According to a widely held theory of cognition called "computationalism," cognition (i.e., thinking) is a form of computation. But computation can be reduced to formal symbol manipulation: symbols are manipulated according to rules that are based on the symbols' shapes, not their meanings.
The symbol grounding problem is related to the problem of how words (symbols) get their meanings, and hence to the problem of what meaning itself really is. The problem of meaning is in turn related to the problem of consciousness, or how it is that are meaningful.
How are those symbols (e.g., the words in our heads) connected to the things they refer to? It cannot be through the mediation of an external interpreter's head, because that would lead to an infinite regress, just as looking up the meanings of words in a (unilingual) dictionary of a language that one does not understand would lead to an infinite regress.
The symbols in an autonomous hybrid symbolic+sensorimotor system—a Turing-scale robot consisting of both a symbol system and a sensorimotor system that reliably connects its internal symbols to the external objects they refer to, so it can interact with them Turing-indistinguishably from the way a person does—would be grounded.
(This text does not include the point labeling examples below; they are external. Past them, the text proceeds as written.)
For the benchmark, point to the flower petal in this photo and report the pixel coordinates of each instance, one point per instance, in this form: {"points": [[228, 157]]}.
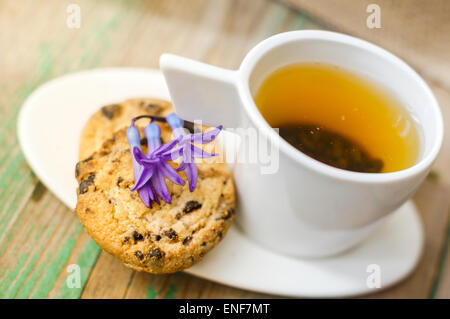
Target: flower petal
{"points": [[144, 177], [164, 148], [144, 194], [159, 183], [170, 173]]}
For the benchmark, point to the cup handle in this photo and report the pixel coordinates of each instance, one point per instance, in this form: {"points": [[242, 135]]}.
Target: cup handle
{"points": [[202, 92]]}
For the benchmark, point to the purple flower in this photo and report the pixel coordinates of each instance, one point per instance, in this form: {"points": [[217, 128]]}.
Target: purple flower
{"points": [[186, 150], [151, 169]]}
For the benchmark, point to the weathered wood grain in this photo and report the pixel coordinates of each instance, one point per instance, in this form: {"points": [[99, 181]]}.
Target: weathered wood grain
{"points": [[39, 237]]}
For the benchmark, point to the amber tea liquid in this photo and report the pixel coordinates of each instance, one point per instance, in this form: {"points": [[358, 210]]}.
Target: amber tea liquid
{"points": [[339, 118]]}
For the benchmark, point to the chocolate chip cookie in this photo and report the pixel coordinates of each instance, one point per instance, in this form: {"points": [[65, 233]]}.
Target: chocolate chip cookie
{"points": [[167, 237]]}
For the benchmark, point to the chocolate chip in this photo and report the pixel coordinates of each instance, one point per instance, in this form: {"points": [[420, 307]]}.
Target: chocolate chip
{"points": [[151, 107], [187, 240], [171, 234], [156, 253], [85, 183], [226, 215], [77, 167], [109, 111], [139, 254], [137, 236], [191, 206]]}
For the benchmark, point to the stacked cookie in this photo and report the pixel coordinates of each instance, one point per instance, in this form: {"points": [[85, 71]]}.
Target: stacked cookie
{"points": [[167, 237]]}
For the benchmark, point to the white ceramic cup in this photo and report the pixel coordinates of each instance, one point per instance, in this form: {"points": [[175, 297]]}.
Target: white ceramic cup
{"points": [[307, 208]]}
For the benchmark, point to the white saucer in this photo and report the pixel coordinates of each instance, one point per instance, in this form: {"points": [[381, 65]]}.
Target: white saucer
{"points": [[49, 128]]}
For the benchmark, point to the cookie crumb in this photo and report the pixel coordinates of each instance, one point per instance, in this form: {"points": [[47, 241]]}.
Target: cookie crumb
{"points": [[187, 240], [191, 206], [139, 254], [137, 236], [172, 234], [85, 183], [109, 111]]}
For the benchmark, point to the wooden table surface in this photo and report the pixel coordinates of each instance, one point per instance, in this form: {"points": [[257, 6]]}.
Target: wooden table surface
{"points": [[40, 237]]}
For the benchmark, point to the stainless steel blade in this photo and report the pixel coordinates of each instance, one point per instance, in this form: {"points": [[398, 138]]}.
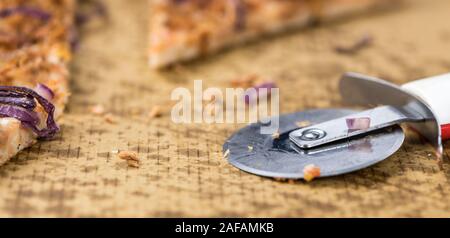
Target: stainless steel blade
{"points": [[363, 90], [281, 158]]}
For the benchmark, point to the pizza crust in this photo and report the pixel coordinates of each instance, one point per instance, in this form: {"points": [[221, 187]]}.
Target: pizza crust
{"points": [[187, 30]]}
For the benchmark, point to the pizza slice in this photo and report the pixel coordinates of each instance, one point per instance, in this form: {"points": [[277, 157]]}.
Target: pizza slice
{"points": [[35, 48], [185, 29]]}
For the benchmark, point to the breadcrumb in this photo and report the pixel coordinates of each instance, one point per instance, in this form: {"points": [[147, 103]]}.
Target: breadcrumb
{"points": [[110, 118], [131, 158], [155, 112], [97, 109], [227, 152]]}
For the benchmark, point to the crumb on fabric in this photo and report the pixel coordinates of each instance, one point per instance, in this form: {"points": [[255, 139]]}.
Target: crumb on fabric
{"points": [[276, 135], [363, 42], [110, 118], [97, 109], [155, 112], [131, 158], [310, 172], [303, 123], [246, 81], [227, 152]]}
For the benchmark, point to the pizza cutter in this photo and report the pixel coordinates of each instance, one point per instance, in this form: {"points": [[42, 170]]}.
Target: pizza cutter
{"points": [[328, 142]]}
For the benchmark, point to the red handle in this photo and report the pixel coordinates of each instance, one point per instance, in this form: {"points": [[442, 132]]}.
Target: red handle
{"points": [[445, 131]]}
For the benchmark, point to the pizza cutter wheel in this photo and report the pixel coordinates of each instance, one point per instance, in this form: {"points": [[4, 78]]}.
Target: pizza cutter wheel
{"points": [[335, 149]]}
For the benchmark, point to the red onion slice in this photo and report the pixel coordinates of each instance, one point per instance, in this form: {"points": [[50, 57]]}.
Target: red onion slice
{"points": [[44, 91], [27, 11], [360, 123], [26, 115], [12, 98]]}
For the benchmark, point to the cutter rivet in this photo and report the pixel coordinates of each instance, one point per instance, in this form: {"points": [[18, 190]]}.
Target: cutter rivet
{"points": [[313, 134]]}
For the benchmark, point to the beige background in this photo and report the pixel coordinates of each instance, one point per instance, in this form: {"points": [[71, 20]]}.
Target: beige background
{"points": [[182, 172]]}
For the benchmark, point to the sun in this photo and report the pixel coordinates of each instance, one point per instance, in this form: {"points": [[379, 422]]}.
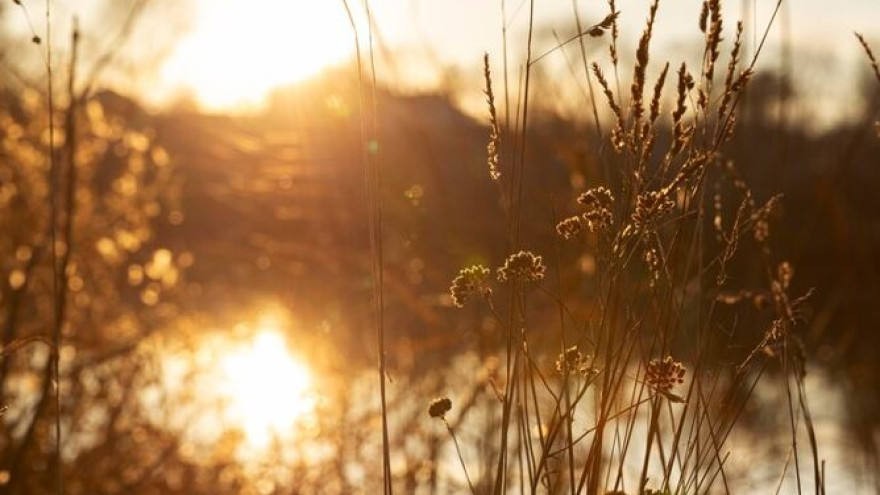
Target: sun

But whether its symbols would have meaning rather than just grounding is something that even the robotic Turing test—hence cognitive science itself—cannot determine, or explain.
A symbol is any object that is part of a symbol system, a set of symbols and syntactic rules for manipulating them on the basis of their shapes. The symbols are systematically interpretable as having meanings and referents, but their shape is arbitrary in relation to their meanings and the shape of their referents. Only in our minds do they take on meaning (Harnad 1994).
A numeral is as good an example as any: Numerals (e.g., "1," "2," "3,") are part of a symbol system (arithmetic) consisting of shape-based rules for combining the symbols into ruleful strings. "2" means what we mean by "two", but its shape in no way resembles, nor is it connected to, "two-ness." Yet the symbol system is systematically interpretable as making true statements about numbers (e.g. "1 + 1 = 2").
This is not to depreciate the property of systematic interpretability: We select and design formal symbol systems (algorithms) precisely because we want to know and use their systematic properties; the systematic correspondence between scratches on paper and quantities in the universe is a remarkable and extremely powerful property. But it is not the same thing as meaning, which is a property of certain things going on in our heads.